When tracking down why my ^C handler
(signal 2 exit)
made newlisp in -http mode crash rather then exit, I found that p_exit doesn't actually exit in daemonMode, but rather it IOchannel=0 and throws (aka longjmps) an ERR_USER_RESET error. Thus, execution eventually continues at the AFTER_ERROR_ENTRY label, where fileno stubbornly objects to the IOchannel==0 by crashing. On Linux.
I'm not sure about the intention with p_exit not actually exiting in daemonMode.
Assuming there's a good reason for it, one should avoid IOchannel=0 to let the service progress as per normal. Though, then it's seriously hard to make it exit; either import my own exit or, not so gracefully, rely on (/ 0 0).
Yes, this is how it is supposed to work. The -d demon mode will only exit/close the current connection, reset newLISP by rolling back stacks and set the evaluation level to top, then listen again for a new connection (1). The top level variable environment state is kept, e.g. when setting a global (top level) variable or definition, exiting and reconnecting again, that variable or definition has the same value.
If you want the server exit for real, use -p instead of -d.
See also:
http://www.newlisp.org/downloads/newlisp_manual.html#tcpip_server
and:
http://www.newlisp.org/downloads/newlisp_manual.html#daemon
(1) Setting IOchannel=NULL is just part of the procedure to force a restart of the server after the reset(). setupServer() then reconfigures IOchannel to a valid Unix file descriptor.
ps: you also could do
(destroy (sys-info -3))
.. if you must.
Fair enough. exit is supposed to mean "exit the session" rather than "exit the program". Maybe I should read the manual sometimes ;-)

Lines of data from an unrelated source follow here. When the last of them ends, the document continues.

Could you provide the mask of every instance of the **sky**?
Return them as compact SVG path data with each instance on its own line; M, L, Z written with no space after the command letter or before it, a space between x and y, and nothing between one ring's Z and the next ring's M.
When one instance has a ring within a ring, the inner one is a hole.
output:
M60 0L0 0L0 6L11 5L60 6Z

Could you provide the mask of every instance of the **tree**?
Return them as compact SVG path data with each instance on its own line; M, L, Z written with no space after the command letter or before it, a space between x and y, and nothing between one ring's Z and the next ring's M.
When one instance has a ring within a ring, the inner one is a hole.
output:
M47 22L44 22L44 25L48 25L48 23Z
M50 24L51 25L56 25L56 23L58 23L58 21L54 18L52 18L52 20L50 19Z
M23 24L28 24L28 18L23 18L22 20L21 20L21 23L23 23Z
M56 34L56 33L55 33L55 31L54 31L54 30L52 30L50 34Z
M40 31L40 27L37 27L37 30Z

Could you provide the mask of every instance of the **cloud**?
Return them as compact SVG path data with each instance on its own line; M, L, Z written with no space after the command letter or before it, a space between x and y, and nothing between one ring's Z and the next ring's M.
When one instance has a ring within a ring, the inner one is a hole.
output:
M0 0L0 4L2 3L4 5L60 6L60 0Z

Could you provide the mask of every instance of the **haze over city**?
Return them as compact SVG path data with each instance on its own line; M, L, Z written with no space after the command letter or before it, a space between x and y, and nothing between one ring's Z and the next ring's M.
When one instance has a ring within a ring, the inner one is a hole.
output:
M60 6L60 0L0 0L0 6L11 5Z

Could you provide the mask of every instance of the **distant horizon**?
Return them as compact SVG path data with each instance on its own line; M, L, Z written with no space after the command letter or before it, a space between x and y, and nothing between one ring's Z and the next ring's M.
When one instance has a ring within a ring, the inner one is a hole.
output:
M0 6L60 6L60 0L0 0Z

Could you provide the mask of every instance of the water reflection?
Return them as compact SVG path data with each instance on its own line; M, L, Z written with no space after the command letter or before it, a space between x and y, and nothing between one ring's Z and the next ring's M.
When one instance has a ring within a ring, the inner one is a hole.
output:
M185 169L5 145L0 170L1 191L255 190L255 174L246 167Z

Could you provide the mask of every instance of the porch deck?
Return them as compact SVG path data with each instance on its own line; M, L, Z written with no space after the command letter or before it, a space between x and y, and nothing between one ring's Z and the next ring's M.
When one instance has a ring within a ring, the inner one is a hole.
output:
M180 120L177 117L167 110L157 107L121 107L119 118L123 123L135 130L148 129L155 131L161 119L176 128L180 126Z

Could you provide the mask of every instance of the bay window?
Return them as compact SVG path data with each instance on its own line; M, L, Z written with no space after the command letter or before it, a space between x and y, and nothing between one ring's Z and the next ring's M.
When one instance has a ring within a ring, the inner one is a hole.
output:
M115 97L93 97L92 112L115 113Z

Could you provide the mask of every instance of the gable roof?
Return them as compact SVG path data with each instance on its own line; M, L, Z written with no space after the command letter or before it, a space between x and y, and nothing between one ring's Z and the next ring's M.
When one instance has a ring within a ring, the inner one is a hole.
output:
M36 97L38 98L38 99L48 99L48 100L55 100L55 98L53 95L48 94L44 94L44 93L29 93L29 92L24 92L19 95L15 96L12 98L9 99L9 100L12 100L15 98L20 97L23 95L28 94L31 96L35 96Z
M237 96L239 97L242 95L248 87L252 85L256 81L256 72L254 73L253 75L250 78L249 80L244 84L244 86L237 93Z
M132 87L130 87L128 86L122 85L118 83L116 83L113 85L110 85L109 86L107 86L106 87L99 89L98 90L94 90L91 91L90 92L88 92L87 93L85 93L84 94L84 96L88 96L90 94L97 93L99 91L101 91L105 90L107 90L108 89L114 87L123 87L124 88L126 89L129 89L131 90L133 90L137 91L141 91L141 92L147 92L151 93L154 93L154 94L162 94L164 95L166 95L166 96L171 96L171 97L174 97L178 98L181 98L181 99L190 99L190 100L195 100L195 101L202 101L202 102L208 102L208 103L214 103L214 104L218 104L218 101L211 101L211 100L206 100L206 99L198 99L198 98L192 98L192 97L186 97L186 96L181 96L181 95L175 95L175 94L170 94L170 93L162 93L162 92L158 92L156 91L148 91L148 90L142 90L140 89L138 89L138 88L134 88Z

Then I suppose something needs to be done about fileno crashing on IOchannel==0, which sometimes exits the program anyhow with core dump or continues after signaling memory corruption error etc.
The destroy option is good. Though it kills via a new signal, so I'll probably go for importing the "raw" exit instead, as it really is far too easy to grumble about.
Actually, crashing only seems to happen without open connection.
Calling exit with a connection open closes the connection and doesn't crash.
But it then also stops invoking the handler (the low level signal_handler is no longer invoked). This would be because signal_handler doesn't return, which leaves the signal in blocked state. Maybe the signal setup should use sigaction rather than signal, and set up the handling with a SA_NODEFER flag, which avoids that blocking?
Thus:
1) signal handling calling exit without open connection leads to crash, and
2) signal handling calling exit with open connection makes the signal subsequently blocked.
Basically, calling exit in a signal handler for a daemon mode script is a bad idea. I suppose calling reset in a signal handler would be a problem regardless of mode.